我仍在努力了解您的期望,因为您的问题尚不明显,但步骤编码正确。人们可能会建议这个代码的一些惯用的R版本可能会提高性能,但我不是在这里做,因为目前还不清楚你的期望是什么。希望这有帮助!
time.2.threshold <- function(df = df, threshold = 25, time_factor = 10){
df_threshold <- data.frame(filename = character(),
seg_Start = numeric(),
seg_End = numeric(),
rows_CPP_to_threshold = numeric(),
total_rows = numeric(),
time_2_threshold = numeric(),
stringsAsFactors = FALSE)
for(df_file in unique(df$Filename)){
df_filename <- df[which(df$Filename == df_file), ]

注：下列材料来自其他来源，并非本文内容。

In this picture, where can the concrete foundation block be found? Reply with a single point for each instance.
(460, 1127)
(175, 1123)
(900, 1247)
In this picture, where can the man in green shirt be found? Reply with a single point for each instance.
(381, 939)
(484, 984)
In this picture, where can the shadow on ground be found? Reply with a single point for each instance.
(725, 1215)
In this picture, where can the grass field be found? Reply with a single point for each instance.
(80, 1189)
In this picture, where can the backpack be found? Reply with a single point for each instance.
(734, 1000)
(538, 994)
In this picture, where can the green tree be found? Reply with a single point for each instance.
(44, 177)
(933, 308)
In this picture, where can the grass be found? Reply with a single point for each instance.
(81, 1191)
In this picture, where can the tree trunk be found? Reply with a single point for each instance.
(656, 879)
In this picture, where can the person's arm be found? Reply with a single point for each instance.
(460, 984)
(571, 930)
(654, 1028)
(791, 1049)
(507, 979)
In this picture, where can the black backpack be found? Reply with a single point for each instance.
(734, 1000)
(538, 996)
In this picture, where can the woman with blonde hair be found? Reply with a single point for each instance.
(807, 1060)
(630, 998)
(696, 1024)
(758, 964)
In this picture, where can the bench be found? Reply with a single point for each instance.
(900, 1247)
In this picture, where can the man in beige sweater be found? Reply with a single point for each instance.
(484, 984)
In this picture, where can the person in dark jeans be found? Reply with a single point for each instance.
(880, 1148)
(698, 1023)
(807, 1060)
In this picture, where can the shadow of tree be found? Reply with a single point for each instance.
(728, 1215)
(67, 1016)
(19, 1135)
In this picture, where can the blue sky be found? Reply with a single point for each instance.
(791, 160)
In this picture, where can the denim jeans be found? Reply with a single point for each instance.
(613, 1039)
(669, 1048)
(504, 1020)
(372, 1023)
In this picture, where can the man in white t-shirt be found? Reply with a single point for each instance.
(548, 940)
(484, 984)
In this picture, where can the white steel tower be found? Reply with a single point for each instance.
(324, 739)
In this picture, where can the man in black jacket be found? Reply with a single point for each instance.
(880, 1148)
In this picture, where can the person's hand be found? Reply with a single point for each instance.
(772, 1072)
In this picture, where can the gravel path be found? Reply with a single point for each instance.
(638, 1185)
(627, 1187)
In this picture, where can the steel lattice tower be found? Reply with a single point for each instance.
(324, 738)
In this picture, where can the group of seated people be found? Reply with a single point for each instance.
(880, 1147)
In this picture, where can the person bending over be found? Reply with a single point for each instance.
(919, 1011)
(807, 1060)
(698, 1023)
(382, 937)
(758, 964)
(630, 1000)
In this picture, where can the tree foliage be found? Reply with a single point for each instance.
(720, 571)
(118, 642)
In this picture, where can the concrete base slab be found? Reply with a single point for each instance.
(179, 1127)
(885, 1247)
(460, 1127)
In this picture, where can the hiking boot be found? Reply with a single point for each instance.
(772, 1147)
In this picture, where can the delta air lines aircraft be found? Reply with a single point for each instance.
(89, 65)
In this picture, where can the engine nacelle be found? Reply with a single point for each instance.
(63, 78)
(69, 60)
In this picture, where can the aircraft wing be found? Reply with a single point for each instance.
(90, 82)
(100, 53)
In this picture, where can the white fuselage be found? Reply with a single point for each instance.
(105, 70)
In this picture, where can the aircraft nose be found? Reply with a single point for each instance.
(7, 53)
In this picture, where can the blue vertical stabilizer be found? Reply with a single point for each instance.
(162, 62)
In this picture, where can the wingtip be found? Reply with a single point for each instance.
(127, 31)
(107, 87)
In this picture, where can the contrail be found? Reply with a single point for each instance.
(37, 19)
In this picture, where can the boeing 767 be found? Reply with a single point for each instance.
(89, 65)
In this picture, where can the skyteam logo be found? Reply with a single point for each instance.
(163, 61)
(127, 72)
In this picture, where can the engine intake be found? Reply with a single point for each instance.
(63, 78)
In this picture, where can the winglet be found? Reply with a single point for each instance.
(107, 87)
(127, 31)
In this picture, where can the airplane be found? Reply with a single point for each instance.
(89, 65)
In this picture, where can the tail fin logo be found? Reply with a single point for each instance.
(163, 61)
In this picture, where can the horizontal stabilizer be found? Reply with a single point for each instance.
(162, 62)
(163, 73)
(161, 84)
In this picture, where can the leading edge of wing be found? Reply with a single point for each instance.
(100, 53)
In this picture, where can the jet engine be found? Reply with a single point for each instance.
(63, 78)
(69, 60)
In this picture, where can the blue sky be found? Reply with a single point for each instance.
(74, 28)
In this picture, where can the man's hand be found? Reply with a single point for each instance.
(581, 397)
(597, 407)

for (i in unique(df$seg_Start)){
start_df <- df_filename[which(df_filename$seg_Start == i), ]
seg_End_unique <- unique(start_df$seg_End)
if(length(seg_End_unique) > 0 ){
for(j in seg_End_unique){
df1 <- start_df[which(start_df$seg_End == j), ]
#df1 <- df1[with(df1, order(CPP)),]
df1_CPP_index = which(df1$CPP >= threshold)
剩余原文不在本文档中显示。